Le procureur de la République, partial ou impartial
Par Roland Kessous (magistrat honoraire)
A la suite des arrêts de la Cour européenne des droits de l’homme et de la Cour de Cassation il est désormais acquis que le Procureur n'est pas un acteur indépendant dans l'action publique en raison de son mode de nomination et du lien qui le rattache au pouvoir exécutif.
Aujourd'hui, certains pensent, au sein même de la magistrature, que les membres du parquet ne peuvent pas avoir la qualité de magistrat parce qu'ils sont parties poursuivantes dans le procès pénal, donc forcément dépourvus d'impartialité.
Si l'indépendance et l'impartialité sont des exigences cardinales pour les magistrats du siège, la notion d'impartialité pour les magistrats du parquet mérite d'être approfondie.
Dans le procès pénal, l'impartialité n'est pas la même pour les différentes parties. Le prévenu et la partie civile sont déliés de cette exigence parce qu'ils défendent des intérêts privés. Le premier soutient qu'il n'a pas commis l'infraction et subsidiairement minimise sa responsabilité. Le second chiffrera au plus haut niveau le montant du préjudice découlant de l'infraction. Le Procureur, partie poursuivante, peut donner l'apparence de ne pas être impartial puisqu'il soutient l'accusation devant les magistrats du siège,. Mais dans cet exercice il n'est pas au service d'un intérêt personnel. Il défend l'intérêt général, la société, en tentant de démontrer que la loi pénale instrument de protection de la collectivité publique a été violée.
Il s'oppose au prévenu dans un débat public et contradictoire en étant soumis à des règles déontologiques particulières telles que l'interdiction de mentir ou de dissimuler des éléments qui pourraient affaiblir l'accusation, exigences qui ne s'imposent ni au prévenu ni à la partie civile.
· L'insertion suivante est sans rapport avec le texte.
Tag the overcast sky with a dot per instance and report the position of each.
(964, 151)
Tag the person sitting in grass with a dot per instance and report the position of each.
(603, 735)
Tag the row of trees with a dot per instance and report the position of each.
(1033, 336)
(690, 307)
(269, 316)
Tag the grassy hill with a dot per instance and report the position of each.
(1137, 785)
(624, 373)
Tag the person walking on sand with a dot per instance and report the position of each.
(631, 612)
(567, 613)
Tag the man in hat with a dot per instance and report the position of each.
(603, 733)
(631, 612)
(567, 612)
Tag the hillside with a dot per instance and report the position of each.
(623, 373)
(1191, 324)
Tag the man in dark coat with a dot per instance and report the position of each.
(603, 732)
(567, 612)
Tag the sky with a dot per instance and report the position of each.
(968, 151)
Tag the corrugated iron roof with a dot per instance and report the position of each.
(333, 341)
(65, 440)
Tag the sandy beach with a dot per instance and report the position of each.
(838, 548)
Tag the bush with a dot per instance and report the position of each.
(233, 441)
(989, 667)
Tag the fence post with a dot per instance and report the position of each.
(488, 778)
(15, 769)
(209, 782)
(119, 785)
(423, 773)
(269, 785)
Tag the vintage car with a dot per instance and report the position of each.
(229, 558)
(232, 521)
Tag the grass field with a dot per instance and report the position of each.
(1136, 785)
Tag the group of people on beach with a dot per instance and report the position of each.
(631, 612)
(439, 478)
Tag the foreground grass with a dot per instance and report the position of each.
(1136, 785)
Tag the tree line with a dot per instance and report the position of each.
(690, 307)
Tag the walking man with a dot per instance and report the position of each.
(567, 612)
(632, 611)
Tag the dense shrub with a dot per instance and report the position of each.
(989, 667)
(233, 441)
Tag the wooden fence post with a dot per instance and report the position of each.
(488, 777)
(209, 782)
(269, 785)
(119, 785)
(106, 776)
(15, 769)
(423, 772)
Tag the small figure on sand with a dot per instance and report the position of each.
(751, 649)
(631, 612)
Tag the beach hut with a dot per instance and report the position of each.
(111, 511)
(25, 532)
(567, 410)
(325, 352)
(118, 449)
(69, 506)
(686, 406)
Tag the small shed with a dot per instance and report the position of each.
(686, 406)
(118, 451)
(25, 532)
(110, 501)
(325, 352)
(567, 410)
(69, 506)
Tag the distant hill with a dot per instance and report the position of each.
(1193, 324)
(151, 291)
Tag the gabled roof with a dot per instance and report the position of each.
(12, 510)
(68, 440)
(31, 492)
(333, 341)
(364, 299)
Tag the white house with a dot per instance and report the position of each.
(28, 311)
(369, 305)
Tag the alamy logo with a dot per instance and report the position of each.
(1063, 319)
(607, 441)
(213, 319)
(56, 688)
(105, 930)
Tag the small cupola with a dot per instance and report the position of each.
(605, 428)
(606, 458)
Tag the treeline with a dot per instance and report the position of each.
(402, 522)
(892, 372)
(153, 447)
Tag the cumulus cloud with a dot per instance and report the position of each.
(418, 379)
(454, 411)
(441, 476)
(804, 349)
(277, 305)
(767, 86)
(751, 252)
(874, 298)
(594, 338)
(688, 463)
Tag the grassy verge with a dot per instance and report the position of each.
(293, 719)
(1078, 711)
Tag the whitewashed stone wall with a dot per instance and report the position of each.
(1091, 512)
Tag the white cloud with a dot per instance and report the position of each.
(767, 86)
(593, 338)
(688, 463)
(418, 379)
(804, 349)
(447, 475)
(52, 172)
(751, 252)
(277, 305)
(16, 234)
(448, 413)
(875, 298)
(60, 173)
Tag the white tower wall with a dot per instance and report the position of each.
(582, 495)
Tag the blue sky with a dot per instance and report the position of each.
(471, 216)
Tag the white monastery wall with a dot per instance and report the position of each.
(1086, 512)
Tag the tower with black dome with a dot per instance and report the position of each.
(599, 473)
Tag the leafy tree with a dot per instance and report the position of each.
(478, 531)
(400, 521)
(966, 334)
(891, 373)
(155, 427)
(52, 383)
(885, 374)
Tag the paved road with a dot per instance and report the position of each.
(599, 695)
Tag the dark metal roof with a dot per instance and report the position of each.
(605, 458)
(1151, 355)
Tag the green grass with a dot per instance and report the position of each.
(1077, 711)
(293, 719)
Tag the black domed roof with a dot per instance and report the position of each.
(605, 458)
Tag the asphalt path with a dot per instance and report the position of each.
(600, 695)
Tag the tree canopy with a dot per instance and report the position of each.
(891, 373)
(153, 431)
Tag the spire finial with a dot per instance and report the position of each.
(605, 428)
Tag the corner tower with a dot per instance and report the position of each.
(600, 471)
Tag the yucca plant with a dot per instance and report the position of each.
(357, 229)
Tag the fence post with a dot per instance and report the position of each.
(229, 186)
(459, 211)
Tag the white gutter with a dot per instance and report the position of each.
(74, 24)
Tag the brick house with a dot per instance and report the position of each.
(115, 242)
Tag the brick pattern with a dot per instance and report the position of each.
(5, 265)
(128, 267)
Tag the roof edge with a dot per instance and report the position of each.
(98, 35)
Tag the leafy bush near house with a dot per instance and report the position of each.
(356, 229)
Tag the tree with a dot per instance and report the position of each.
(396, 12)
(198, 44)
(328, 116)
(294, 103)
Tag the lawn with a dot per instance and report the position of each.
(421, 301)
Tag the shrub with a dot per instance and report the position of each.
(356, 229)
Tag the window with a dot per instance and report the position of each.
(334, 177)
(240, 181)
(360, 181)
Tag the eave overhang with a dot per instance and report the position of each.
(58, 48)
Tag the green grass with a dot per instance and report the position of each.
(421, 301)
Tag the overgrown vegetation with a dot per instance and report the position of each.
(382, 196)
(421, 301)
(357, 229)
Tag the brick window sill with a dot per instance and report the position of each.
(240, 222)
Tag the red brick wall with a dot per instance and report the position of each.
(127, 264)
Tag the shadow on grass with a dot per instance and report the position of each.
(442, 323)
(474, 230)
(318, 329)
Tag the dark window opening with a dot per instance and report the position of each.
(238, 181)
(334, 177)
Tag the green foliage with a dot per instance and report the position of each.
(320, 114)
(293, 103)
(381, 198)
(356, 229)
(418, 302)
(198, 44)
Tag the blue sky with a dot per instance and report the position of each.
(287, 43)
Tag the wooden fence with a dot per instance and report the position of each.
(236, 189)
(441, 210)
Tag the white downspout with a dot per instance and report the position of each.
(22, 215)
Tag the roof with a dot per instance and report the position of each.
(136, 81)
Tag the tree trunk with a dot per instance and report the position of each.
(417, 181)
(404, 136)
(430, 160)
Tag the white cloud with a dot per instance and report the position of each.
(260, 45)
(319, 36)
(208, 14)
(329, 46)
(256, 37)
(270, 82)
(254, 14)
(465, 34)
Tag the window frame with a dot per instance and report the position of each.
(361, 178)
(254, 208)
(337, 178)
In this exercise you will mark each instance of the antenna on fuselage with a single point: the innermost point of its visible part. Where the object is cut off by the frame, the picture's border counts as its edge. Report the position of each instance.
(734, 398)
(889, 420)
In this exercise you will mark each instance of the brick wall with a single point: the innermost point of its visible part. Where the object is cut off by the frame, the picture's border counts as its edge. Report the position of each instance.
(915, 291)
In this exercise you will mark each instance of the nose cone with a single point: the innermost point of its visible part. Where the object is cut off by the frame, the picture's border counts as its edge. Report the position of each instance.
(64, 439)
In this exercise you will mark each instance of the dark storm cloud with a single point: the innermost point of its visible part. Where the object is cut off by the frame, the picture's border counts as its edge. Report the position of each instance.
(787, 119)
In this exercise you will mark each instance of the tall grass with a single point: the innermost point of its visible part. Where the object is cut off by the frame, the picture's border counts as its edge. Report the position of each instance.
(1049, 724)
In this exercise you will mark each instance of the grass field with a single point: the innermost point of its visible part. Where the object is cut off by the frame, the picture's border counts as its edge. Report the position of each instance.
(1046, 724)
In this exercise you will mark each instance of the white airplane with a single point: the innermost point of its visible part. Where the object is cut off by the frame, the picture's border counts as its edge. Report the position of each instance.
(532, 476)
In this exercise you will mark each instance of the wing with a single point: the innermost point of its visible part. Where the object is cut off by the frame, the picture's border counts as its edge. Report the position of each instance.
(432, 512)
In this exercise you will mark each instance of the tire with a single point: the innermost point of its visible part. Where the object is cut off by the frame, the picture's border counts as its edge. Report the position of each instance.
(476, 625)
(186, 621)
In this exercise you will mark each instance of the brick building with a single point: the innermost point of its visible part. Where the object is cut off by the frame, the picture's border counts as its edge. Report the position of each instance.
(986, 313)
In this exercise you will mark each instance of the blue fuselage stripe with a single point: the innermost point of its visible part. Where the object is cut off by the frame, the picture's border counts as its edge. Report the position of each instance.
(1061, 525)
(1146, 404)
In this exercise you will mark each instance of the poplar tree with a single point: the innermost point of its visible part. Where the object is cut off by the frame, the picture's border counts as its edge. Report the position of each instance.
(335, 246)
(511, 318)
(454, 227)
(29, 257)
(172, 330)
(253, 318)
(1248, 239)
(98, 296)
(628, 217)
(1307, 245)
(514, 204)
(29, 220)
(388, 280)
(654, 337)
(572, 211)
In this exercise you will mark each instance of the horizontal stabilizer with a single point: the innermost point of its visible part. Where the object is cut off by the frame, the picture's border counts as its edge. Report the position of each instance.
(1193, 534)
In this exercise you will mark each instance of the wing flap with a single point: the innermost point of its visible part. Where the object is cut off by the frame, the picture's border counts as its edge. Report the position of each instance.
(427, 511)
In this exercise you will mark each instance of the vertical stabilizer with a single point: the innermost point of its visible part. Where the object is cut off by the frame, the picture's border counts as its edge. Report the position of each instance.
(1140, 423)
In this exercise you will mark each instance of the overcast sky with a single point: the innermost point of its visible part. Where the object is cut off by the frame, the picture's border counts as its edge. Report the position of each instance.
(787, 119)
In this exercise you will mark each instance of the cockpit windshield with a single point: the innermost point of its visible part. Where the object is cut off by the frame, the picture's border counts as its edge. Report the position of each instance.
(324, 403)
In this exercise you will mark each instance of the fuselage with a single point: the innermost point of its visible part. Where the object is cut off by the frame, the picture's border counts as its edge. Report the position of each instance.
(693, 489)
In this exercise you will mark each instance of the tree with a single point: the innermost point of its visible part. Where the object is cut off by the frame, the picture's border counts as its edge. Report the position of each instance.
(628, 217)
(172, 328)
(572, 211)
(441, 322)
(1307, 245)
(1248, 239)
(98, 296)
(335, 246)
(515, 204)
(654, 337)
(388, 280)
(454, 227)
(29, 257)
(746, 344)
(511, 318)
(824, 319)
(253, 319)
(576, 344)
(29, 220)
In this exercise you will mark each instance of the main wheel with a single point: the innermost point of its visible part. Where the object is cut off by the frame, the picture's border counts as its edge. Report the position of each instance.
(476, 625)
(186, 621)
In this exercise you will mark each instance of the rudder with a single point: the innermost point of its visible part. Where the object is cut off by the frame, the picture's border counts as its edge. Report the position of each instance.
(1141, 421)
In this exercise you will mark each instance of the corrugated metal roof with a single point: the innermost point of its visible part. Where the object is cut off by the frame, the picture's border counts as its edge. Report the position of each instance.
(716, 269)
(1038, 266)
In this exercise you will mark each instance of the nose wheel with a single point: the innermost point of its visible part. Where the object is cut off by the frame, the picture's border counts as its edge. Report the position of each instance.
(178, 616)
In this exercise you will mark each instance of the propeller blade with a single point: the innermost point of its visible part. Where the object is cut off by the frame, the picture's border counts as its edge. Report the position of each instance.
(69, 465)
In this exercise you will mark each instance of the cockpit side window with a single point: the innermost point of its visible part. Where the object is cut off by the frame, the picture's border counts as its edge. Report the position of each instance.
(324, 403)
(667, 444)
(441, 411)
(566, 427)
En exerçant des poursuites pénales, dans une démarche de recherche de la vérité, il défend en premier lieu la société sans animosité ou vindicte à l’égard de l’auteur de l’infraction. L’image du Procureur Maillard dans la pièce de Marcel Aymé « la tête des autres » appartient davantage à la littérature qu’à la réalité.
Il dispose en outre d'un pouvoir propre, celui d'apprécier l'opportunité de ne pas exercer l'action publique, quand, poursuivre une personne dans des circonstances particulières, peut engendrer un trouble social plus important que celui qui résulte de la commission de l'infraction.
Il possède enfin des attributions en matière civile et commerciale dont la finalité consiste à protéger les personnes les plus vulnérables et à garantir le respect de la loyauté dans le domaine des affaires.
C'est donc sous l'angle de la totalité de ces attributions que doit être appréciée son impartialité et celle-ci est indissociable des concepts de vérité et de défense de l'intérêt général. Il doit traiter de manière égale toutes les parties et ne pas être soumis à des pressions, de quelque nature qu'elles soient, qui le contraindraient à mettre son office au service d'autres intérêts que celui de l'intérêt public.
D'où la nécessité d'aligner son statut sur celui des magistrats du siège et de rompre le lien qui le rattache au pouvoir exécutif. On pourrait envisager de confier l'action publique à une autorité indépendante du gouvernement, ce qui mettrait fin aux suspicions d'intervention du pouvoir politique sur l'autorité judiciaire.
Les magistrats du parquet conserveraient la qualité de magistrat et, pour éviter au regard des apparences, toute confusion entre les fonctions du siège et celles du parquet, serait exclu le passage entre ces fonctions, sauf à prévoir un seul changement dans la vie professionnelle du magistrat.
Aujourd’hui les apparences et les arrêts de la Cour européenne des droits de l’homme donnent du poids aux thèses des partisans d’un détachement du Parquet du corps de la magistrature. Il se trouverait alors inévitablement entre les mains du ministre de l’intèrieur.Il suffirait de quelques changements, certes substantiels, pour qu’il ne soit plus soumis à l’exécutif. Dans la configuration nouvelle préconisée, en restant magistrats, les membres du parquet disposeraient d’une impartialité qui n’aurait rien à envier à celle des magistrats du siège.